Lacombe accepte finalement de parler avec son avocat, maître Boucheron. Dans un entretien dramatique, Lacombe lui explique la misère de son enfance, la rancœur accumulée contre la bourgeoisie et les causes de son combat.

« J’aurais voulu, dit-il, manger du pain noir avec des mains noires. On m’a forcé à manger du pain blanc avec des mains rouges… Je n’aurais jamais tué… mais on m’y a contraint. J’ai été amené à répandre le sang de mes semblables en raison des obstacles qui se sont dressés devant moi pour m’empêcher de vivre. Ceux qui sont tombés sous mes coups – à part le traître Ducret – ne m’étaient pas connus ; je n’avais aucune haine contre eux ; aucune vengeance à assouvir. C’est la fatalité qui a fait tout cela. C’est l’ensemble des circonstances qui ont surgi, en face desquelles je me suis trouvé, qui m’a fait frapper des êtres de ma classe, des exploités comme moi, des ignorants trop zélés pour défendre les intérêts de leurs maîtres, mais que je ne me refuse pas à reconnaître irresponsables comme je le suis moi-même. Je déplore d’avoir tué des ouvriers, mais ne fait-on pas tuer des ouvriers entre eux sur les champs de bataille patriotiques ou sur les lieux de grève ? »

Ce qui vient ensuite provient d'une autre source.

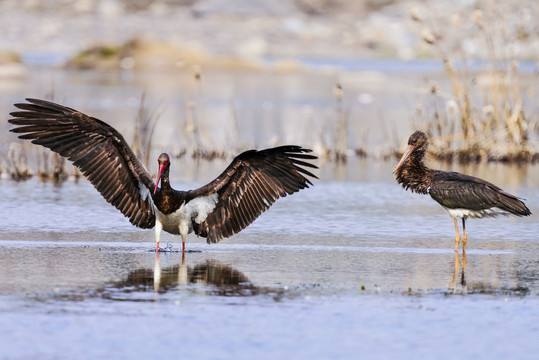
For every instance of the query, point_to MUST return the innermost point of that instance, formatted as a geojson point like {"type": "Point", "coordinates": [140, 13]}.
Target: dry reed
{"type": "Point", "coordinates": [464, 125]}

Son monologue terminé, Lacombe ajoute en guise de conclusion :

« A 11 heures 30, je me jetterai dans le vide. Rien ne me retiendra. »

Puis il charge l’avocat de transmettre ses dernières pensées à sa mère, à sa maîtresse emprisonnée et aux anarchistes. A eux désormais de continuer le combat pour lequel il va mourir.

L’avocat comprend qu’ils n’ont plus rien à se dire. Sans doute vaut-il mieux ainsi. Le suicide évitera à son client la cérémonie tragique de l’exécution à la guillotine.

Quand les autorités apprennent la décision de Lacombe de se suicider, c’est le branle-bas de combat dans l’enceinte de la prison. Le directeur fait quérir des matelas, que l’on dispose au pied du mur. Il n’est pas question de laisser Lacombe mourir en victime. L’anarchie n’a pas besoin de héros.

L’heure tourne et Lacombe, juché sur le toit, regarde avec un certain amusement toutes les précautions avec lesquelles on veut l’empêcher de se tuer alors que dans quelques mois, une Cour d’assises prononcera contre lui un verdict de culpabilité et la peine de mort.

A 11 heures 30,  comme prévu, les autorités voient Lacombe grimper au sommet du toit. Puis il se précipite en courant afin de tomber au-delà des matelas étendus. En se jetant dans le vide, Lacombe crie :

« Vive l’anarchie ! »

Ce seront ces derniers mots. Son corps s’écrase lourdement sur les pavés. Les policiers se précipitent. Ils ne relèvent qu’un cadavre ensanglanté.

Une dernière fois, Léon Lacombe fera la une des journaux. A quelques jours de ses vingt-huit ans, il vient d’offrir sa vie à une cause, ô combien honorable, mais voué à l’échec en raison de son caractère de violence aveugle ! Une fin héroïque pour une vie de tourments et de peines.